Date: Wednesday, November 15, 2006
Author: Tom Burroughes, Reuters.co.uk

GENEVA (Reuters) - Funds of hedge funds are likely to change how they operate and offer more tailor-made advice as institutional clients become more confident about investing directly in the $1.7 trillion (900 billion pounds) hedge fund industry, a consultant said on Wednesday.

Clients like pension plans, who are pouring billions of dollars into alternative assets like hedge funds, will increasingly demand that fund-of-hedge-fund companies give more bespoke advice and consultancy service to justify their fees, Kevin Quirk, partner at Casey, Quirk & Associates, told a conference.

"Business models are going to change in the fund-of-funds industry," he said at the Global Alternative Investment Management conference.

Funds of hedge funds currently take the lion's share of institutional money because these companies spread money among a variety of different investment strategies, cutting the risk that a client will lose a big chunk of money if a hedge fund fails.

Funds of hedge funds normally charge an additional layer of fees on top of the sums levied by the individual portfolios. A hedge fund typically charges an annual management fee of 1 to 2 percent of assets and performance fees of up to 20 percent. To justify the added fees, fund-of-fund firms say they take care of monitoring investments on a client's behalf.

Institutions have been attracted to hedge funds because of the losses that pension plans suffered in the equity bear market after 2000. Hedge funds can make money in different market conditions by using techniques like short-selling - profiting when a price falls. These vehicles also appealed to pension schemes struggling to pay for a greying population.

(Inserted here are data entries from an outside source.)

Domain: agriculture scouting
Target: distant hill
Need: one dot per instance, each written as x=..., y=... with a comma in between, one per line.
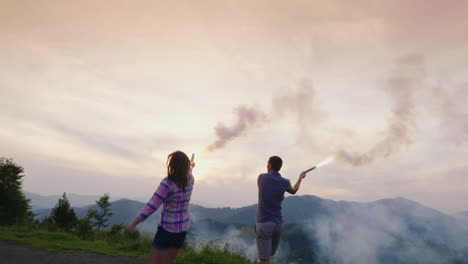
x=393, y=230
x=48, y=201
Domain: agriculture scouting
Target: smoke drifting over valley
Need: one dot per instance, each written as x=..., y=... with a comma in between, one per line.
x=406, y=82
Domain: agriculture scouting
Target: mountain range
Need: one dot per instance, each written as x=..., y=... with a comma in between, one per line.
x=317, y=230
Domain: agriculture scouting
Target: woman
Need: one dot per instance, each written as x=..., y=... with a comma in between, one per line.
x=174, y=193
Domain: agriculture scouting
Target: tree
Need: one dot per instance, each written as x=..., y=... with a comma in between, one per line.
x=63, y=216
x=101, y=216
x=14, y=207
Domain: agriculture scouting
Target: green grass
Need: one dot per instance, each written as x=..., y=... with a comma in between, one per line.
x=114, y=245
x=56, y=241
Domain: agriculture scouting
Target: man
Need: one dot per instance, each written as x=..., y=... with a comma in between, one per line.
x=271, y=189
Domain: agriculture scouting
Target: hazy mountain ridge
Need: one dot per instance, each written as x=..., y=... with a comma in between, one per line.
x=392, y=230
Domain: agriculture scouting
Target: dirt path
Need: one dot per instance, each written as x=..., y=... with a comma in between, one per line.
x=11, y=253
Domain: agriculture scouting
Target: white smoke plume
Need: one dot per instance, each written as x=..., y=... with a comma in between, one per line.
x=247, y=118
x=300, y=103
x=401, y=89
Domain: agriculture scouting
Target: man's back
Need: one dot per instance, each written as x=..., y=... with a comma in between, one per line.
x=271, y=189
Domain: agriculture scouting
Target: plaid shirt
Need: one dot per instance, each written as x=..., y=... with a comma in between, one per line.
x=175, y=200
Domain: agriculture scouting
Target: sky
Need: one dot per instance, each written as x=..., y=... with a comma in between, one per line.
x=96, y=94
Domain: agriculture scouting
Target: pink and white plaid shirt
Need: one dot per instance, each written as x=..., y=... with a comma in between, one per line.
x=174, y=215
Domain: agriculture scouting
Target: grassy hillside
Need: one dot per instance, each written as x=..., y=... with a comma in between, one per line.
x=115, y=245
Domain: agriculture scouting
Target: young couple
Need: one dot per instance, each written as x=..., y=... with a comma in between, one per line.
x=174, y=194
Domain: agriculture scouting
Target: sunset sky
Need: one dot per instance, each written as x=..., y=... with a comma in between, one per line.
x=96, y=94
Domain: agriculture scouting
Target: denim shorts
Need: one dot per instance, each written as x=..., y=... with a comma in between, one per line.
x=165, y=239
x=268, y=238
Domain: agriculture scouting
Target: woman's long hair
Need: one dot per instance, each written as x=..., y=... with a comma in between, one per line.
x=178, y=166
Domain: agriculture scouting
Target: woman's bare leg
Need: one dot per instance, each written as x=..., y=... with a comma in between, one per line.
x=156, y=256
x=171, y=255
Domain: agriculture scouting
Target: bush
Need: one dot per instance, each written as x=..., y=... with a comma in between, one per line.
x=63, y=216
x=14, y=207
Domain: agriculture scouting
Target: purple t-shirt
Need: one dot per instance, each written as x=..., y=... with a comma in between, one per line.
x=271, y=189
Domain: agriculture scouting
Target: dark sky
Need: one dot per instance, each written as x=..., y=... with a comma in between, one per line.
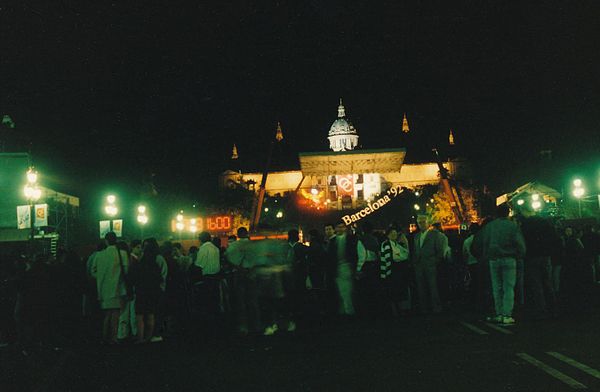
x=114, y=92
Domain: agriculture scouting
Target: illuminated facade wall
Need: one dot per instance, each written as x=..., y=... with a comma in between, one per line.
x=324, y=177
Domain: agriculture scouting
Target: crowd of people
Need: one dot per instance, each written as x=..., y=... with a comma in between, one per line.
x=141, y=292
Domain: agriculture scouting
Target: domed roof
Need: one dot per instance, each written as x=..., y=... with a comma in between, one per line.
x=342, y=126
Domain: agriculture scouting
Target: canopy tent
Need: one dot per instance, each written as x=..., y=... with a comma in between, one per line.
x=534, y=187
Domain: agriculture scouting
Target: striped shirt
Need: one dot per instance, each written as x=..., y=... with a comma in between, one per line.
x=391, y=251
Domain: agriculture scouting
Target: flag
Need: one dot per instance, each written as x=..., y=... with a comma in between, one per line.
x=23, y=217
x=41, y=215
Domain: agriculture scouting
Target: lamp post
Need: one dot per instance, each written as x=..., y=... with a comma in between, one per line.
x=111, y=209
x=142, y=219
x=33, y=194
x=578, y=192
x=179, y=225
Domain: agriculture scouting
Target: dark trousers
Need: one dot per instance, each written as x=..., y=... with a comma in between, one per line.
x=246, y=300
x=367, y=288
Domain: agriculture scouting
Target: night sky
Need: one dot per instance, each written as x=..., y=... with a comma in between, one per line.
x=113, y=93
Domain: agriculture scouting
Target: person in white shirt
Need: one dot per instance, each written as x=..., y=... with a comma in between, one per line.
x=245, y=286
x=208, y=258
x=107, y=269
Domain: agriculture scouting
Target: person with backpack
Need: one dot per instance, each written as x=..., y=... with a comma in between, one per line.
x=395, y=271
x=367, y=270
x=146, y=277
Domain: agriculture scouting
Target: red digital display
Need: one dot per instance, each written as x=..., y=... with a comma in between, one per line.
x=218, y=223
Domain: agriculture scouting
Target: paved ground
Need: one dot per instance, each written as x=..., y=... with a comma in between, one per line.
x=434, y=353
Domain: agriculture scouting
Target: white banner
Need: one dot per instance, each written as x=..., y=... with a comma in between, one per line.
x=118, y=227
x=41, y=215
x=23, y=217
x=104, y=228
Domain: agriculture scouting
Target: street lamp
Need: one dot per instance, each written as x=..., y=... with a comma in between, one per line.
x=179, y=225
x=142, y=219
x=32, y=194
x=536, y=204
x=578, y=192
x=110, y=208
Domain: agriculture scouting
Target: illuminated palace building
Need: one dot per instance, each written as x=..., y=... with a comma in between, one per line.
x=344, y=177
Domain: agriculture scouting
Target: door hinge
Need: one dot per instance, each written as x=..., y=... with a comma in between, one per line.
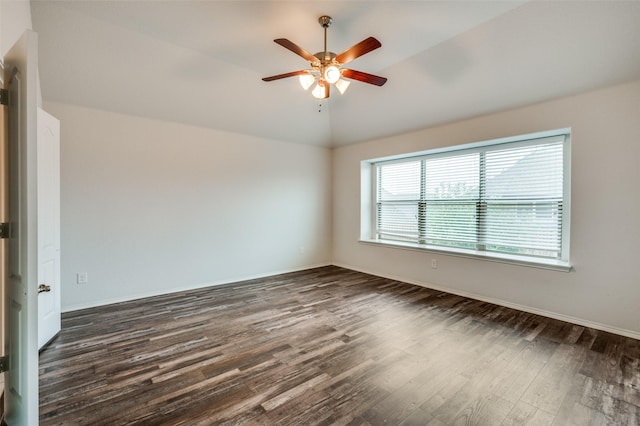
x=4, y=230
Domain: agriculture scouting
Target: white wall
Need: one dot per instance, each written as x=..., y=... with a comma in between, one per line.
x=604, y=289
x=15, y=18
x=150, y=207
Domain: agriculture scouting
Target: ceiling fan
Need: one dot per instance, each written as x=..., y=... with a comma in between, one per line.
x=327, y=67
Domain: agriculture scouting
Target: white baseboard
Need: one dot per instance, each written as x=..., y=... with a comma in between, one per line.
x=131, y=297
x=573, y=320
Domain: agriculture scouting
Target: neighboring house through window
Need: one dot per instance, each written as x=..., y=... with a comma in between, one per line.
x=504, y=200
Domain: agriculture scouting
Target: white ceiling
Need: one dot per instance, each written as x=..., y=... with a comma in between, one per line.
x=201, y=62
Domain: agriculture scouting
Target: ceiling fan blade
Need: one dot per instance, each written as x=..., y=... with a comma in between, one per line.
x=289, y=74
x=363, y=76
x=287, y=44
x=357, y=50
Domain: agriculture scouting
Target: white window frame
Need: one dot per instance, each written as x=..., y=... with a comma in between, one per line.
x=369, y=201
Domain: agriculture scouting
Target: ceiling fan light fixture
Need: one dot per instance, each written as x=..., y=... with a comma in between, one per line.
x=332, y=74
x=318, y=92
x=306, y=80
x=342, y=85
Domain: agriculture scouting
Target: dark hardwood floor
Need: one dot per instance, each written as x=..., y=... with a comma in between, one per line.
x=332, y=346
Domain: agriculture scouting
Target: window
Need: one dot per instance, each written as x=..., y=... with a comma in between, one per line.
x=505, y=199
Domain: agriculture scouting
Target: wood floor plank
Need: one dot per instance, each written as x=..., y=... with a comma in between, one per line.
x=331, y=346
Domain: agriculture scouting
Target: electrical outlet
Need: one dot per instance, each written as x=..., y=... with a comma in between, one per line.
x=82, y=278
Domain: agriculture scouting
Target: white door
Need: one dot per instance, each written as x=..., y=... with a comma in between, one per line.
x=21, y=402
x=48, y=170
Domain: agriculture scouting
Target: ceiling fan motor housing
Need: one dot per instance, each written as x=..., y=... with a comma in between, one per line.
x=325, y=21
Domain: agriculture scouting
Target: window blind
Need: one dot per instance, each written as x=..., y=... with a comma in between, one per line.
x=503, y=198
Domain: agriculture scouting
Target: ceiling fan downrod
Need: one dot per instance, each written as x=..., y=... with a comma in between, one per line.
x=325, y=21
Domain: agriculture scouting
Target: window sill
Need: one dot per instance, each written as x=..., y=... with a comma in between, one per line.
x=556, y=265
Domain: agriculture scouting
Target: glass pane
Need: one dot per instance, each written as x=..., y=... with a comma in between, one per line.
x=453, y=178
x=398, y=221
x=451, y=224
x=399, y=181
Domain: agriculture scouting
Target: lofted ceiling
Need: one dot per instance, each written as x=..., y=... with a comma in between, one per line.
x=201, y=62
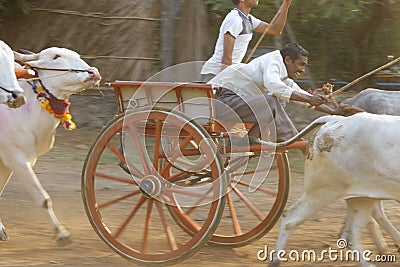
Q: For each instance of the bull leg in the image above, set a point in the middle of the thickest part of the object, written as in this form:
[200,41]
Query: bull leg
[5,175]
[361,209]
[379,215]
[372,227]
[377,236]
[31,182]
[3,233]
[296,214]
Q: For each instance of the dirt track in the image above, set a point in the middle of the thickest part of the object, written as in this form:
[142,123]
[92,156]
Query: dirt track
[32,243]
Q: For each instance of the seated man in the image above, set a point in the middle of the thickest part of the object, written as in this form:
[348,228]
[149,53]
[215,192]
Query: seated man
[256,93]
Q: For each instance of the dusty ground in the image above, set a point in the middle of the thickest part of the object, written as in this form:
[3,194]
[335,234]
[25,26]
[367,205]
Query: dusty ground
[31,241]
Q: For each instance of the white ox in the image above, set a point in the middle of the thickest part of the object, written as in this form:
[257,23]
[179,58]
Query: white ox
[378,102]
[350,158]
[31,129]
[10,91]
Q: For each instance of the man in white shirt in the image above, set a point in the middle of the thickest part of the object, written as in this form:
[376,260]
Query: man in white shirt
[236,32]
[256,92]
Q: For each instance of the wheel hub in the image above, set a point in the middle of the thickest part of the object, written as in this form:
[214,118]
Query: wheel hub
[151,186]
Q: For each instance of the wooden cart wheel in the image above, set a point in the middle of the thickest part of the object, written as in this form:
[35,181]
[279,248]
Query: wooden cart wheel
[136,170]
[258,189]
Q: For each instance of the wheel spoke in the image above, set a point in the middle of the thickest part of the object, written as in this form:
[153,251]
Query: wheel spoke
[129,218]
[167,229]
[115,178]
[273,193]
[117,200]
[157,145]
[147,225]
[140,149]
[121,157]
[235,221]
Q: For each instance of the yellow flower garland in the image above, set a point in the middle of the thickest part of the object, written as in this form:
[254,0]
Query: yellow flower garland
[66,119]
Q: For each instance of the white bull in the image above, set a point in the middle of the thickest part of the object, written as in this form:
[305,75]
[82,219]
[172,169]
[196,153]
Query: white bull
[349,158]
[10,91]
[31,129]
[378,102]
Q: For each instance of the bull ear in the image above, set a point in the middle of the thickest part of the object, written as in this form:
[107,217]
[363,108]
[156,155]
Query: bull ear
[24,57]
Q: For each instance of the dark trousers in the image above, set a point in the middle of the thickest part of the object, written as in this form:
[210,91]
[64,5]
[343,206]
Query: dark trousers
[265,111]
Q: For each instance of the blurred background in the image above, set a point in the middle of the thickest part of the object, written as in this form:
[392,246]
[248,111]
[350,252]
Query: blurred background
[132,40]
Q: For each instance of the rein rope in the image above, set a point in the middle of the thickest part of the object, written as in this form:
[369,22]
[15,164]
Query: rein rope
[6,90]
[65,71]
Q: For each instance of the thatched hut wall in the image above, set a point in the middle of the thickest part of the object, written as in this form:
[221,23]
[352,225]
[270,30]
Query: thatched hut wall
[121,38]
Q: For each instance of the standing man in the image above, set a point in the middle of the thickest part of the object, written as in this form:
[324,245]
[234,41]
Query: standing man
[235,34]
[256,93]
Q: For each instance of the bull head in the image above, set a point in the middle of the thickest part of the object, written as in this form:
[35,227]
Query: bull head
[25,57]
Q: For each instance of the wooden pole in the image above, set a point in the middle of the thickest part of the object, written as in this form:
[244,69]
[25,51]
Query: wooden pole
[264,33]
[363,77]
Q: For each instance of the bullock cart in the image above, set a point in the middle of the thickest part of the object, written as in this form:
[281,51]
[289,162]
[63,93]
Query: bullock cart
[162,178]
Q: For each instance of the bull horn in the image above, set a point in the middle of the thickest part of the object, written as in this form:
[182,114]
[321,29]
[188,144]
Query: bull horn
[24,57]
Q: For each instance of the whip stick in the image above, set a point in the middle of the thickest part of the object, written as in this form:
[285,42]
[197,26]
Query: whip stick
[363,77]
[264,33]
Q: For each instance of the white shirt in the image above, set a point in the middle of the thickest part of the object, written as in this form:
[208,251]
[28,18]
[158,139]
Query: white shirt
[266,74]
[233,23]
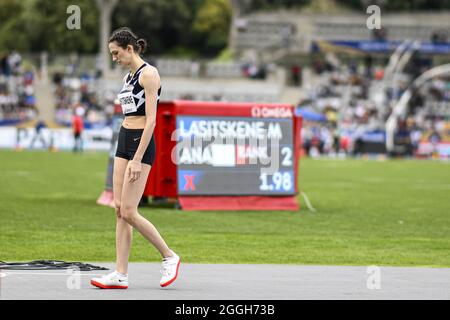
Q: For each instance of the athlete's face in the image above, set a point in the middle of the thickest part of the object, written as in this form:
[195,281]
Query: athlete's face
[119,55]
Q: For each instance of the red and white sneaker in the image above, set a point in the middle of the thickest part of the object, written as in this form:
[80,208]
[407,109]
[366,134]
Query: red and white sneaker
[112,280]
[169,270]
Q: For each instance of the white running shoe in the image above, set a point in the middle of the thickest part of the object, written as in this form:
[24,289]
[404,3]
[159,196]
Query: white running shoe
[113,280]
[169,270]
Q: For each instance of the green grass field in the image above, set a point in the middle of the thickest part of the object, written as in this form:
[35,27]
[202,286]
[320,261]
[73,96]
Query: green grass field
[394,212]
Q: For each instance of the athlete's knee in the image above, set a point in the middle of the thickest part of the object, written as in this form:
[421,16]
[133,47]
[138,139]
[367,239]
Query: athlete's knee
[117,209]
[128,213]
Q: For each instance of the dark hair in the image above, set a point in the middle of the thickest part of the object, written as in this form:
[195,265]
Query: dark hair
[124,37]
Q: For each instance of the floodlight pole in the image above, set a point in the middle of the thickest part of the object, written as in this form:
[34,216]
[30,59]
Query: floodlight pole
[401,106]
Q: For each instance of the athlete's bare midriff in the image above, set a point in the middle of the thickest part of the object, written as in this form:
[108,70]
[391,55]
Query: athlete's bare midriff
[134,122]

When a pension plan takes on a hedge fund exposure for the first time, the vast majority of such retirement plans use the fund-of-hedge-fund route, but over time more schemes are likely to opt to invest directly or use a fund-of-funds company in an advisory role, according to a report by Quirk's firm and Bank of New York in October.

The report predicts that by 2010, institutions will put half of the assets directly into a hedge fund and the other half through a fund-of-fund platform.

Some industry executives say the case for diversifying risk was greatly boosted when U.S. hedge fund Amaranth suffered massive losses earlier this year through wrong-way bets in the energy market.

RAPID GROWTH

The Bank of New York and Casey, Quirk & Associates report predicted that institutional investors like pension plans and insurance firms will hold more than $1 trillion of assets in hedge funds by 2010, up from $360 billion now.

Such investors will account for more than half of the total money coming into hedge funds through to 2010 and pension schemes alone will make up about 65 percent of all institutional flows to the sector.

Hedge funds started out as an obscure part of the investment world, primarily serving wealthy individual clients but have become a more recognisable part of the financial industry in recent years, drawing increasing scrutiny and commentary from national regulators.

Pensions, insurers, endowments and other big institutions are likely to spend resources on developing in-house expertise in looking at hedge funds investments and devote less time in using external managers, said Markus Ohlig, principal at Greenwich Associates, a U.S.-based research firm focusing the financial industry.

Greenwich, in a report issued in November, found that some investors were unhappy about the performance and standard of service from some hedge fund companies. "Some of the lack of satisfaction with managers is really quite astounding," Ohlig told the GAIM conference.

Continental European pension funds typically manage 70 percent of their assets in-house. By contrast, overall, British schemes outsource 100 percent of their assets to fund management firms, he said.